A problem with existing approaches is that the HARQ/DRX design has been optimized for multiple HARQ processes and use cases where low latency is important and minimizing UE battery consumption has not been the main goal. If the same design is applied to a UE that only supports half-duplex operations, cross subframe scheduling and only one HARQ process, it would result in the UE being awake for a longer time than necessary for many traffic use cases that are typically used in MTC/IoT applications. For example, in many of the traffic use cases there are no simultaneous UL and DL data transfers. Instead, most use cases rely on a request-response type of traffic pattern where an IP packet is sent in one direction followed by a response in the other.

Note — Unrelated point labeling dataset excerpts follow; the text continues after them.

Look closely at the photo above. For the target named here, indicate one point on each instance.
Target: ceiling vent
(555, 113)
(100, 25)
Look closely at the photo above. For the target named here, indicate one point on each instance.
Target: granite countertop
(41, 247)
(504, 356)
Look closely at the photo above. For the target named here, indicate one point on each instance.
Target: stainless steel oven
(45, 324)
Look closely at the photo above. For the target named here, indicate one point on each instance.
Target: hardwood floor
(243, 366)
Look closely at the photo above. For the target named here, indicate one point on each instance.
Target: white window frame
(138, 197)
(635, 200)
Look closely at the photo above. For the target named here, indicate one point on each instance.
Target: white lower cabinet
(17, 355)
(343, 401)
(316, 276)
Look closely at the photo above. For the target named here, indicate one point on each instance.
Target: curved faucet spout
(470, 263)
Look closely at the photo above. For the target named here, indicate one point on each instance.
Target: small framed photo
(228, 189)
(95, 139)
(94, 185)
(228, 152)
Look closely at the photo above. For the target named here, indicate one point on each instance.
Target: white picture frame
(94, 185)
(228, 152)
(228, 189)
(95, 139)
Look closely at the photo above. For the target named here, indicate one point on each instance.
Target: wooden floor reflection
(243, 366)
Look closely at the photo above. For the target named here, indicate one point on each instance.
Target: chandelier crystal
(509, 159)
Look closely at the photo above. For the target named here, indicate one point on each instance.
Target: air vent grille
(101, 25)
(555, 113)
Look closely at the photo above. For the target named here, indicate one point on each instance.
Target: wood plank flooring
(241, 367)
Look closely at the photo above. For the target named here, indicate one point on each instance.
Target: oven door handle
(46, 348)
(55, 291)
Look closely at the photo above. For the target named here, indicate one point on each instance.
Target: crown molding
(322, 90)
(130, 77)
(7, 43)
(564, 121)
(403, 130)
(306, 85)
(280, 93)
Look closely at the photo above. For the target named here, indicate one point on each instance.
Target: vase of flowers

Further, according to existing approaches (both LTE and HSPA) the HARQ operation in the UL is synchronous. If the HARQ operation is changed to asynchronous, it is not known how long the UE shall wait for HARQ feedback after a transmission/re-transmission has been done. One approach would be to copy the DL design also for the UL (i.e., introduce similar timers (e.g., HARQ-RTT-Timer/drx-RetransmissionTimer) also for the UL). Although such an approach might be acceptable for legacy LTE use cases, it is not well suited for use cases in the area of MTC/IoT. These applications involve the use of new, simplified UEs with support for only half-duplex, one HARQ process and cross-subframe scheduling. Thus, a more optimized solution is desirable. The reason for this is that other solutions could reduce the UE battery/power consumption and therefore perform better if the properties of half-duplex, one HARQ process, only cross sub-frame scheduling and typical traffic patterns are utilized in the design.
One goal of NB-IoT is to re-use the legacy LTE (including eMTC changes) as much as possible. An important consideration is how the HARQ and connected mode DRX operations should work. If the legacy design is applied on NB-IoT this would lead to larger battery/power consumption for the UE. Further, since all the DRX-related timers are semi-static, there is very limited flexibility for the eNB to schedule HARQ transmissions/re-transmissions and HARQ feedbacks. If many UEs and/or UEs with different coverage levels (and thus different transmission duration times) need to be served, the previous approaches of having semi-static parameters are not flexible enough to enable short “active time” for UEs. Applying the same design as in legacy LTE would require the use of larger timer values, and thus the UE awake time would be longer resulting in larger battery/power consumption.